И Георгий ушел в комнату к Александру Петровичу.

Ольга Степановна с минуту неподвижно прислушивалась к голосам, потом спохватилась (муж не любил, чтобы она присутствовала при неприятных разговорах, и всегда отсылал ее), занялась хозяйственными делами.

Но женщина есть женщина. Ольга Степановна не могла долго оставаться в неведении, и потому, взяв вязание, устроилась на диване поближе к дверям. Но как ни вслушивалась, смысла разговора уловить не смогла.

Мужчины разговаривали долго, часа полтора.

Потом она услышала шум отодвигаемых стульев. Ольга Степановна встрепенулась и поспешила на кухню.

— Ты вот что, Георгий, — говорил Александр Петрович уже в гостиной. — Ты, брат, за меня не волнуйся. Что пришел — спасибо. Я на тебя обиды не имею. Только что случилось, тому и быть.
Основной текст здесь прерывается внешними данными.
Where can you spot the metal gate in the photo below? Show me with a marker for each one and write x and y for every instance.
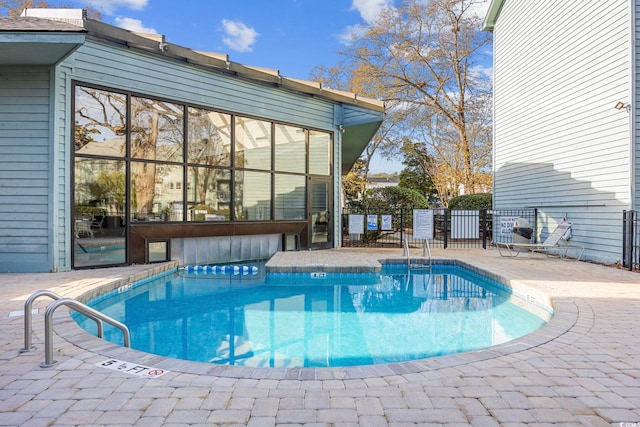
(452, 228)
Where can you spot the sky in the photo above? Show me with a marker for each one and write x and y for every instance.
(292, 36)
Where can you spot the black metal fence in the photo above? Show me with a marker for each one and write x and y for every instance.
(451, 228)
(631, 240)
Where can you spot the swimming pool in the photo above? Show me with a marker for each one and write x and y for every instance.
(317, 319)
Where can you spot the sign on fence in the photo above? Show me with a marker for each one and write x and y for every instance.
(465, 224)
(423, 224)
(506, 225)
(356, 224)
(372, 222)
(386, 223)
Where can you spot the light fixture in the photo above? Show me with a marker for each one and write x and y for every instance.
(620, 105)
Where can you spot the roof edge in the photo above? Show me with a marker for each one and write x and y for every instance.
(157, 45)
(492, 15)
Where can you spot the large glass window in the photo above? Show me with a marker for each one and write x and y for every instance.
(252, 196)
(156, 130)
(156, 192)
(290, 199)
(209, 194)
(209, 137)
(290, 148)
(100, 123)
(319, 153)
(139, 159)
(253, 144)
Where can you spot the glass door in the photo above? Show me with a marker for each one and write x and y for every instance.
(320, 225)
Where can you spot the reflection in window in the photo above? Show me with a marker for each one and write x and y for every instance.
(156, 130)
(253, 144)
(319, 153)
(209, 137)
(209, 194)
(156, 192)
(290, 149)
(290, 196)
(252, 196)
(100, 122)
(99, 205)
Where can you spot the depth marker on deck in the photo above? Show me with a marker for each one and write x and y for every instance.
(132, 368)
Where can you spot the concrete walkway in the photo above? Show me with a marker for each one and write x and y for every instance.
(582, 369)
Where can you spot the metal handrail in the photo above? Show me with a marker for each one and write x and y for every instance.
(76, 305)
(80, 308)
(28, 318)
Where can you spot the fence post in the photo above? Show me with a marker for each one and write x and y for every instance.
(446, 228)
(483, 216)
(625, 233)
(402, 227)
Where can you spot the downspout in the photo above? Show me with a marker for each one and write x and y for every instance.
(633, 175)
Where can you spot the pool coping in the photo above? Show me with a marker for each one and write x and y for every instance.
(96, 350)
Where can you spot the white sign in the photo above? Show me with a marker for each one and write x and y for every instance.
(506, 225)
(465, 224)
(132, 368)
(386, 222)
(356, 224)
(423, 224)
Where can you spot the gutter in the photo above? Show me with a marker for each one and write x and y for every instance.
(492, 15)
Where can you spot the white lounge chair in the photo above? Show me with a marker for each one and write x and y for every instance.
(555, 245)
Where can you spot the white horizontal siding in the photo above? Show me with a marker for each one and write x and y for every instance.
(131, 70)
(24, 184)
(559, 69)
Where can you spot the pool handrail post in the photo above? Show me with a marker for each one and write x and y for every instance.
(80, 308)
(28, 318)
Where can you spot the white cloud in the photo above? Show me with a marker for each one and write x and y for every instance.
(134, 25)
(480, 8)
(109, 6)
(370, 9)
(346, 37)
(239, 37)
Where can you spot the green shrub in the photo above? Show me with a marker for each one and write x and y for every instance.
(472, 202)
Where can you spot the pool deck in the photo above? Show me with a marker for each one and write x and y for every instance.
(582, 369)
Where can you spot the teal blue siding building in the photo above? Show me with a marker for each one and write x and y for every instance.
(119, 148)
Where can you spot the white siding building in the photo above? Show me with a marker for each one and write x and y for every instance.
(560, 145)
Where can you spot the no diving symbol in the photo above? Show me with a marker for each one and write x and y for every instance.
(132, 368)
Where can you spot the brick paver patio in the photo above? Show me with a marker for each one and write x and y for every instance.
(583, 368)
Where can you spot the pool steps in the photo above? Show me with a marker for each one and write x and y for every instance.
(222, 269)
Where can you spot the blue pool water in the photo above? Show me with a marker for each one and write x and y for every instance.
(317, 319)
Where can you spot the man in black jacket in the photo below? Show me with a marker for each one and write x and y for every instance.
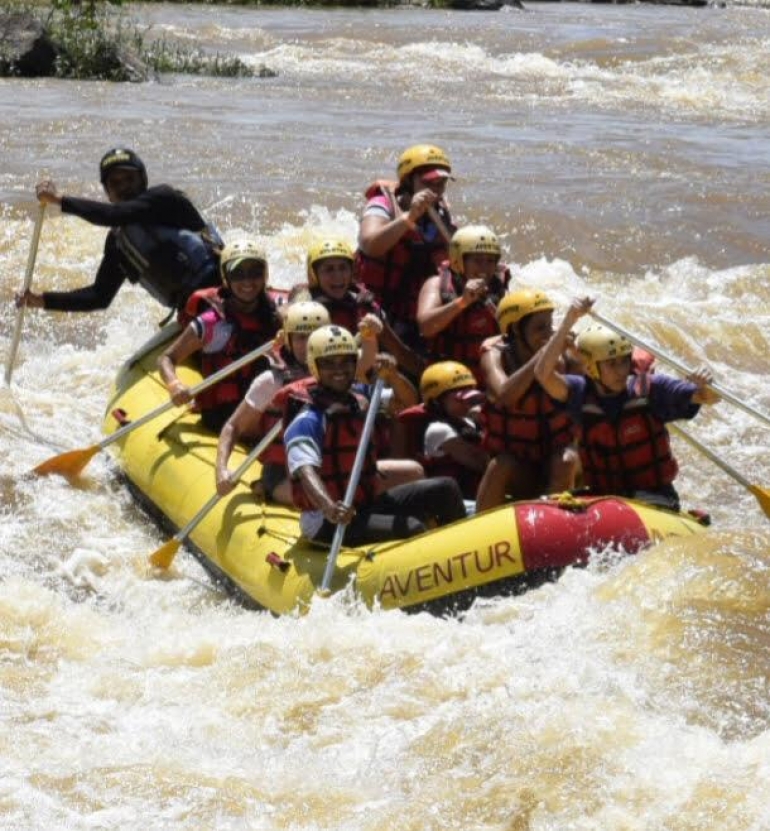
(157, 238)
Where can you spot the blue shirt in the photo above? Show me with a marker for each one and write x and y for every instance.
(669, 398)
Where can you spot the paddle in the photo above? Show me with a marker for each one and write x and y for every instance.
(355, 475)
(762, 494)
(432, 213)
(726, 394)
(25, 288)
(71, 463)
(164, 556)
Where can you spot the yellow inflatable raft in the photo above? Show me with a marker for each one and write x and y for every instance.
(257, 551)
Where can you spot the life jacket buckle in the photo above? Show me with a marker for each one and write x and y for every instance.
(121, 416)
(567, 502)
(700, 516)
(276, 561)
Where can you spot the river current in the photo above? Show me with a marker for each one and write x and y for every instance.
(619, 151)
Я своих намерений не меняю, потому как свое самолюбие тоже имею. Я ведь не пешка какая-нибудь. Я этот завод сам строил и вот уж тридцать годков на нем тружусь. Так-то, брат…

Александр Петрович окликнул жену:

— Ольга! Накорми-ка парня.

Тополя

Люся приехала в начале лета, когда тополя уже расцвели молодой бледно-зеленой листвой. На ней был непомерно большой материн жакет старомодного покроя.

Тоня помнила ее маленькой Люськой, а теперь перед ней стояла восемнадцатилетняя девушка, неробкая, разговорчивая, но с некоторой деревенской скованностью.

Тоня собрала на стол, раскупорила бутылку вина.

— За твою новую жизнь!

— Ага, за новую…

Люся просияла. Они чокнулись, выпили, и за едой Люся принялась торопливо и сбивчиво рассказывать все деревенские новости: что Микушина за пьянку сняли с председателей и что поставили нового, из городских. Поговаривают, что колхоз будут переводить в совхоз и тогда зарплату будут платить, как в городе, каждый месяц; и неизвестно, к добру ли это или к худу; что к Заварухиным приезжал их Ленька в капитанском звании, ладный такой.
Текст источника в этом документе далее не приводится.